Chlorine Dioxide, Cancer, and Oral Health

It is time for the medical world to reverse its position on the use of chlorine dioxide to treat disease. Even though still illegal to treat disease in all countries except one, we can use it legally to prevent cancer and other diseases that start in the mouth. Oral health is an important subject — and one that often gets overlooked in broader cancer discussions.

Oral hygiene isn’t just about avoiding cavities; the condition of the mouth is an early warning system for systemic inflammation and metabolic disorders. In fact, chronic oral infections create a biochemical environment that supports the very processes underlying cancer formation. Oral inflammation, gingivitis, and periodontitis are an invisible highway to cancer.

The underlying causes of periodontal disease are infectious agents such as viruses, bacteria, spirochetes, amoebas, and fungi. Periodontitis reflects the macroclimate of the entire body. In periodontal disease, the pathogens form a sticky, colorless plaque (Biofilm) that constantly forms on our teeth; however, other factors can cause periodontal (gum) disease or influence its progression.

Harvard Medical School researchers studied longevity and found that one of the most critical factors in preventing periodontal disease and gingivitis is daily flossing, as it removes bacteria from the teeth and gums. Chlorine dioxide also will do an excellent job, even when used just once a day for sublingual absorption, and will quickly remove viruses, bacteria, and fungi from the mouth.

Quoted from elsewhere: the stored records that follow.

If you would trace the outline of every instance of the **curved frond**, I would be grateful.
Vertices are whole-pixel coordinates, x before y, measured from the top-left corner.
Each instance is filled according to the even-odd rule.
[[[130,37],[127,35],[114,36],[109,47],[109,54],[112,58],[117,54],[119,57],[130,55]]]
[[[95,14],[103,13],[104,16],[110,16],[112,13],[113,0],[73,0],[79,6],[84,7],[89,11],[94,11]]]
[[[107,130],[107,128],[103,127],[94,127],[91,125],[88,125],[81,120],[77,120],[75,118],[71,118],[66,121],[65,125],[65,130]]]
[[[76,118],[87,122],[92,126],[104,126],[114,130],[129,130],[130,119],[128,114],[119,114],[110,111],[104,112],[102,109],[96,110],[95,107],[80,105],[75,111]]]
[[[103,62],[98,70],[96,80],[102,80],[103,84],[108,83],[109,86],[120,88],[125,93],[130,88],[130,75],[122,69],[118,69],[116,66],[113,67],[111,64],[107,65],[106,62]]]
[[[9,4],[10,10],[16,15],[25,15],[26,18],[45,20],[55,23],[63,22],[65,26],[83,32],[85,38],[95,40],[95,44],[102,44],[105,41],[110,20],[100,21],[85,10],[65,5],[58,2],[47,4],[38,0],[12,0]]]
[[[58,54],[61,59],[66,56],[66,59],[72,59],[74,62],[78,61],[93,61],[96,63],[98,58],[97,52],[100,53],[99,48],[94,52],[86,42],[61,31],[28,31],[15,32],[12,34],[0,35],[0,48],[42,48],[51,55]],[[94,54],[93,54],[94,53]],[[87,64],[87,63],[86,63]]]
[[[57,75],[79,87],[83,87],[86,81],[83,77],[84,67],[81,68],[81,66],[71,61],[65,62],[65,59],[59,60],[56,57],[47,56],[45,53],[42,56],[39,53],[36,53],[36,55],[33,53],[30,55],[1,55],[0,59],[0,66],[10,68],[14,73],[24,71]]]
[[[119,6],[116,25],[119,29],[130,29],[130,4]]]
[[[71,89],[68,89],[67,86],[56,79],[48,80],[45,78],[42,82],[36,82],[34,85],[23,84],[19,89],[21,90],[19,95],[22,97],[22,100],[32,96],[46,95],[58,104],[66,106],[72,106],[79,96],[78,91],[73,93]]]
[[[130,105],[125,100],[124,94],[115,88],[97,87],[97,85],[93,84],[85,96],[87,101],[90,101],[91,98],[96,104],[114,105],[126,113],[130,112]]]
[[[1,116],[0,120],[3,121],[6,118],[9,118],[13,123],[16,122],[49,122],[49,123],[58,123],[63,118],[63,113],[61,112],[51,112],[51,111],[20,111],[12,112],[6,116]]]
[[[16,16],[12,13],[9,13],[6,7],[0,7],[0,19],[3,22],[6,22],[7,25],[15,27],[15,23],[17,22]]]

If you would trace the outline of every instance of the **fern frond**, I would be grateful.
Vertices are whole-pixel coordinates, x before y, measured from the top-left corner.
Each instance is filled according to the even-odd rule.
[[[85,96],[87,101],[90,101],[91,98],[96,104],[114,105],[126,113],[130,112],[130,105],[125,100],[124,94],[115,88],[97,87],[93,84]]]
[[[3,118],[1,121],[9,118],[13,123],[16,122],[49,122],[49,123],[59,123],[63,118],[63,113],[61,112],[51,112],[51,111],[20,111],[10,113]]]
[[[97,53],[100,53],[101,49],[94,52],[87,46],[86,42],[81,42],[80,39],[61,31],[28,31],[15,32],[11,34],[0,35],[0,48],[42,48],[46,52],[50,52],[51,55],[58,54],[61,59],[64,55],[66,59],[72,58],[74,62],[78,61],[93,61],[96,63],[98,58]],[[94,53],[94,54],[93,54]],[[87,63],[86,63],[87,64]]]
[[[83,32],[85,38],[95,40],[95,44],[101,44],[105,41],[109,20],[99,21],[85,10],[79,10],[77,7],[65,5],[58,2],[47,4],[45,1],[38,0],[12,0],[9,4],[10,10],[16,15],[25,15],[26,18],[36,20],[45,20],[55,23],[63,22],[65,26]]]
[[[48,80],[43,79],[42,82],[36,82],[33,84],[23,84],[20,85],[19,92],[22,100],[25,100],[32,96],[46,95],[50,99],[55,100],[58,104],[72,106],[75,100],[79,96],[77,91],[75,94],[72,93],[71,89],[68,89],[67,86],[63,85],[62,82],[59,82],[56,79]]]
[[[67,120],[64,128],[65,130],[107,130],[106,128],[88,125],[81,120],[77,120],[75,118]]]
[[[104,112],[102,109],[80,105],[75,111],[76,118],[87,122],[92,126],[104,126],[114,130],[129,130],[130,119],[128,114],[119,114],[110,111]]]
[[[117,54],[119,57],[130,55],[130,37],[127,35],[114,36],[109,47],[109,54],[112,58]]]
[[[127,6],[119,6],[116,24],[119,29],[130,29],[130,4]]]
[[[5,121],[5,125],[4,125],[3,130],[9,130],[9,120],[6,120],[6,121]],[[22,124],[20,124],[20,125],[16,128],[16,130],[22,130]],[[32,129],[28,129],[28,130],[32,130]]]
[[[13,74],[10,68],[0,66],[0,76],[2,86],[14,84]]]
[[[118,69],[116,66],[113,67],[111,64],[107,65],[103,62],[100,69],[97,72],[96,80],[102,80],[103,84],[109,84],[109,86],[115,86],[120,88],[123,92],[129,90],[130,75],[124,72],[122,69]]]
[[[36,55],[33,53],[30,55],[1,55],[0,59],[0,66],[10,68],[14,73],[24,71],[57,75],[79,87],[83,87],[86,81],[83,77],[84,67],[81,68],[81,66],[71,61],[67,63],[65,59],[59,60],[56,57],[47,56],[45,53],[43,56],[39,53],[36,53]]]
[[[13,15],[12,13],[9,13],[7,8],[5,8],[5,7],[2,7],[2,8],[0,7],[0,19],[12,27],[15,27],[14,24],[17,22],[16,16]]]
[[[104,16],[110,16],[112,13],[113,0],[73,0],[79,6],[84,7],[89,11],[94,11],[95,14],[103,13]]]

Oral candidiasis, a fungal infection of the mouth, is more common among people with diabetes and those who wear dentures. If you smoke, have high blood glucose levels, or take antibiotics often, you are more likely to have a problem with oral fungal infections. Oral candidiasis is also more common amongst immunocompromised people, such as those who have HIV or AIDS, are pregnant, or are undergoing chemotherapy or radiation therapy.

In a landmark 2007 study led by Dr. Dominique Michaud, published in the Journal of the National Cancer Institute, was a prospective cohort analysis of 51,529 U.S. male health professionals found the first strong evidence that periodontal disease increases the risk of pancreatic cancer,” Men with a history of periodontal disease had a 64% increased risk of pancreatic cancer than men with no such history.

Periodontal pathogens (e.g., Porphyromonas gingivalis) or inflammatory mediators enter the bloodstream, contributing to systemic inflammation that may promote carcinogenesis in distant organs, such as the pancreas. Later studies (including Dr. Michaud’s 2018 work) confirmed broader links between severe periodontitis and overall cancer risk (24% increase) and specific cancers, with pancreatic cancer again showing consistent associations.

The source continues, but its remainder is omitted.